Imagine receiving a call from your child’s school saying your child has been caught cheating on an assignment. As you sit in the school office, your child’s English teacher explains that your child cheated by using ChatGPT—a popular online artificial intelligence (AI) language generator—to write a paper. When you ask the teacher how she knows, the teacher hands you a paper filled with phony quotations from books that don’t exist. “Of course,” you say to yourself as you read it, “the 18th-century British novelist Jane Austen did not fight at the Battle of Pearl Harbor.” But the AI said she did, so into the paper it went.
This is just one example of what those who study AI call a “hallucination”—a confident but inaccurate response to visual or other data inputs. Hallucinations have gained recognition recently in so-called “generative” AI systems like ChatGPT because of the popularity and accessibility of these models online and the odd and occasionally hilarious whoppers of misinformation they produce. But hallucinations are by no means limited to generative AI and certainly not just to text chatbots. Other types of AI are susceptible to hallucinations and equally confident in their inaccurate responses.
Imagine that instead of a text-generating AI like ChatGPT making up false facts about English novelists, you are the unfortunate victim of another AI hallucination. What if the AI in a self-driving car confidently “recognizes” a stop sign as an empty night sky and speeds through an intersection you happen to be driving through? Or what if an AI designed to assist a radiologist in identifying anomalies on a scan confidently assesses what is actually a malignant tumor as benign?
While there is no universally agreed-upon definition of AI, it can be broadly defined as technologies that “enable machines to carry out highly complex tasks effectively—tasks that would require intelligence if a person were to perform them.”[1] More simply put, AI enables a machine to do something that usually requires a human brain: writing a paper, driving a car, or diagnosing a disease. Of course, as we all know, confident humans can also make mistakes when doing these tasks and sometimes those mistakes can be dangerous. But thankfully, regulations and industry standards exist to mitigate the risk of such mistakes—such as licensing and vision testing for human drivers and medical education and licensing. Compliance with these regulations and standards mitigates risks, prevents costly damage, and saves lives.
But what if there were no regulations? What if instead of regulations, there were only voluntary guidelines suggesting who can drive a car or diagnose cancer—but at the end of the day, it’s up to you whether you want to follow them? Many of us would not feel very safe leaving the house in a world like this; however, this is exactly the landscape for much AI development today.
The slow progress of regulation
And yet, despite the risks, regulation to mitigate the impacts of AI—from the inconvenient to the potentially disastrous—has been slow to emerge. Nearly 70 countries around the world have adopted some form of AI policy as of September 2023, but many of these, like the Pirate Code from Disney’s Pirates of the Caribbean movie, are “more what you’d call ‘guidelines’ than actual rules.” Some global economic players, such as China, Brazil, and Japan, are progressing towards robust governance and regulation of AI. The EU’s proposed AI Act could have a “Brussels effect,” leading developers outside the EU to comply with it to streamline business operations, but debate continues whether or not this will happen.[2] Closer to home, Canada has proposed the Artificial Intelligence and Data Act (AIDA) to significantly regulate AI systems by setting standards for responsible design, development, and deployment of AI with a particular focus on “high-impact” AI systems (such as employment screening systems, biometric identification and profiling systems, and any AI system critical to health and safety).[3]

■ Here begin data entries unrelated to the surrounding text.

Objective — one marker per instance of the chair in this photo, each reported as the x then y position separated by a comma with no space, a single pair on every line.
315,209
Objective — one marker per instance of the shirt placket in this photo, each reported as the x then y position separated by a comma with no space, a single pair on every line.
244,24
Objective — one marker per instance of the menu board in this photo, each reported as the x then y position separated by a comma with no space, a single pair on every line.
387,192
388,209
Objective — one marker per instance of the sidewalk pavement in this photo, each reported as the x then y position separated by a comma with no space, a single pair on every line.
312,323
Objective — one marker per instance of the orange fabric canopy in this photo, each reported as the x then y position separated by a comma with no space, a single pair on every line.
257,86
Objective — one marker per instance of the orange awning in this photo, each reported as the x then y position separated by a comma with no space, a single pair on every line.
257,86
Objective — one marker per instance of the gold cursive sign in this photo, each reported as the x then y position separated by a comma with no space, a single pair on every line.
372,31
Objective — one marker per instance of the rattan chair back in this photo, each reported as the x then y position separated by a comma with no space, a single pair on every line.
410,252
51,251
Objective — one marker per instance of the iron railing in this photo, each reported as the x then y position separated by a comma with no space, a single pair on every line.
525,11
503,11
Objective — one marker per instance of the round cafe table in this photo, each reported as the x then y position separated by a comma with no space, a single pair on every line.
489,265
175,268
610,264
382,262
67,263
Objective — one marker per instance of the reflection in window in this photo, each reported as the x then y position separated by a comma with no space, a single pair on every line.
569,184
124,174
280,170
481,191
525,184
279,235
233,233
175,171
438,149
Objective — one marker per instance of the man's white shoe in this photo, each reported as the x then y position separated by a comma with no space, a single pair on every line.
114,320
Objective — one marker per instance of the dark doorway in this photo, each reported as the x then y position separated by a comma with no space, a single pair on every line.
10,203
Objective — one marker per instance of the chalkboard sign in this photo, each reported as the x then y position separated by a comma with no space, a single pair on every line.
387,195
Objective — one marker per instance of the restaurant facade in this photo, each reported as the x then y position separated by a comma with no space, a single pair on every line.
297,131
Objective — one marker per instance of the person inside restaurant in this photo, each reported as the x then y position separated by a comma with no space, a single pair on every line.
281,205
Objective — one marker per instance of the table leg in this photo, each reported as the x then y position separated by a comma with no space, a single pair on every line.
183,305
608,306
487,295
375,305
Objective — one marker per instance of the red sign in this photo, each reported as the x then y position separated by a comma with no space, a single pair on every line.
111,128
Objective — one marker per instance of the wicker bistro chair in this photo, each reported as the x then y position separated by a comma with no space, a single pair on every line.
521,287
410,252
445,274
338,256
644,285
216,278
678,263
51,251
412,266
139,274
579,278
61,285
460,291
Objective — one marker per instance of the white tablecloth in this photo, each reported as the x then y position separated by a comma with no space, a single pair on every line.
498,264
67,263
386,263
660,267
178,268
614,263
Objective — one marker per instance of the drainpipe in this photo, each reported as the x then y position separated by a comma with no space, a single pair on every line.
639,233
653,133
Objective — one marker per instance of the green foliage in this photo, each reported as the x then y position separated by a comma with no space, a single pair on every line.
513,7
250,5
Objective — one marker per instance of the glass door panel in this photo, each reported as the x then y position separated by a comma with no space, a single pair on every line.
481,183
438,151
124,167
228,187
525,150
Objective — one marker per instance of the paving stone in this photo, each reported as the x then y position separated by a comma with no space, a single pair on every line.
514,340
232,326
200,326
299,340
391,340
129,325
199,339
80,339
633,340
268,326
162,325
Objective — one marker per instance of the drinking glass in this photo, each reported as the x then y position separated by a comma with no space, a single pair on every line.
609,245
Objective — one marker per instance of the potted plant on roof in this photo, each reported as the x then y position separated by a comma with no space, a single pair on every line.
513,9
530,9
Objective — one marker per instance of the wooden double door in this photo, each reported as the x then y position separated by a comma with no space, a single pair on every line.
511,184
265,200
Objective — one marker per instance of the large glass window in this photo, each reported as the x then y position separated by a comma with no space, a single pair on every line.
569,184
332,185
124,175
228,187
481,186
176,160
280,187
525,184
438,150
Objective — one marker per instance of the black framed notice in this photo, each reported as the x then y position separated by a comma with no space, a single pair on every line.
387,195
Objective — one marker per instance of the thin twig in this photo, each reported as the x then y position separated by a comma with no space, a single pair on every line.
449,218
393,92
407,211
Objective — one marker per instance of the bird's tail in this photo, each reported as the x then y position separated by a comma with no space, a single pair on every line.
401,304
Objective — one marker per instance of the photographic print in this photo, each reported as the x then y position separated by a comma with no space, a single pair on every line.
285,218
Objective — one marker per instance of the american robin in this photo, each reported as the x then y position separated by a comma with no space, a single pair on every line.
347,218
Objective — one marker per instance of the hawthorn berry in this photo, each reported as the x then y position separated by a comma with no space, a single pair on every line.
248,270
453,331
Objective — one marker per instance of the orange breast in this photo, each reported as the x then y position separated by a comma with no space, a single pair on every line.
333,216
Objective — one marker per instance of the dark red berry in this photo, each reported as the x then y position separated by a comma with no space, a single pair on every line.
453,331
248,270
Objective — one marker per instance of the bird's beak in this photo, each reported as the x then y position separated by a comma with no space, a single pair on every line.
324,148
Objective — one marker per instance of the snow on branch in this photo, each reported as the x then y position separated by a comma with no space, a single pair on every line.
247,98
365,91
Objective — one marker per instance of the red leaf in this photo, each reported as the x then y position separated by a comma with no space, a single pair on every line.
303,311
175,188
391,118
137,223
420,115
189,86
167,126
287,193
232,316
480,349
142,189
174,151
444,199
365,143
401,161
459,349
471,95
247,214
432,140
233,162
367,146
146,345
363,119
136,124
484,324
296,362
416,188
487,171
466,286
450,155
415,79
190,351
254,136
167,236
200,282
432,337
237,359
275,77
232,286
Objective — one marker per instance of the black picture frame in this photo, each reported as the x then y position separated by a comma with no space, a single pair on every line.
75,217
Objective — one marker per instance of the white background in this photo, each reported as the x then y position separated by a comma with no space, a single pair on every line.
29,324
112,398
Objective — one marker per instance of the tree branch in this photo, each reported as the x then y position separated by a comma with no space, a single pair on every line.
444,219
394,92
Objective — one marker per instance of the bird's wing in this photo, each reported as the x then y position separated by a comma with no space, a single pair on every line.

In the U.S., there are laws in place that govern the results of AI when used for its most common applications, such as Section 5 of the Federal Trade Commission (FTC) Act[4] — which prohibits “unfair or deceptive acts or practices in or affecting commerce”—and the Equal Credit Opportunity Act,[5] which prohibits discrimination against applicants for credit. But these laws exist already and do not speak directly to AI; moreover, a lack of transparency in the way some AI models arrive at conclusions (so-called “black box” AI models) can make it difficult to identify when AI is making decisions based on criteria that would be illegal for a human brain to base a decision on. The FTC has also released helpful guidance on keeping “AI claims in check”[6] and open and fair competition concerns.[7] At the state level, multiple states included AI regulations as part of larger consumer privacy laws that were passed or are going into effect in the future. Some states have proposed similar bills, while other states have proposed task forces to investigate AI.[8]
However, despite these steps in the right direction, real AI lawmaking in the U.S. is still far from a reality while AI continues to develop at an exponential pace. But there have been numerous sets of “guidelines” that can help fill the gap until proper regulation is in place. There have been no less than two significant releases of voluntary guidelines at the federal level to establish rights for users and frameworks to mitigate risk, which can aid organizations in making the right choices now while regulation is still out of reach.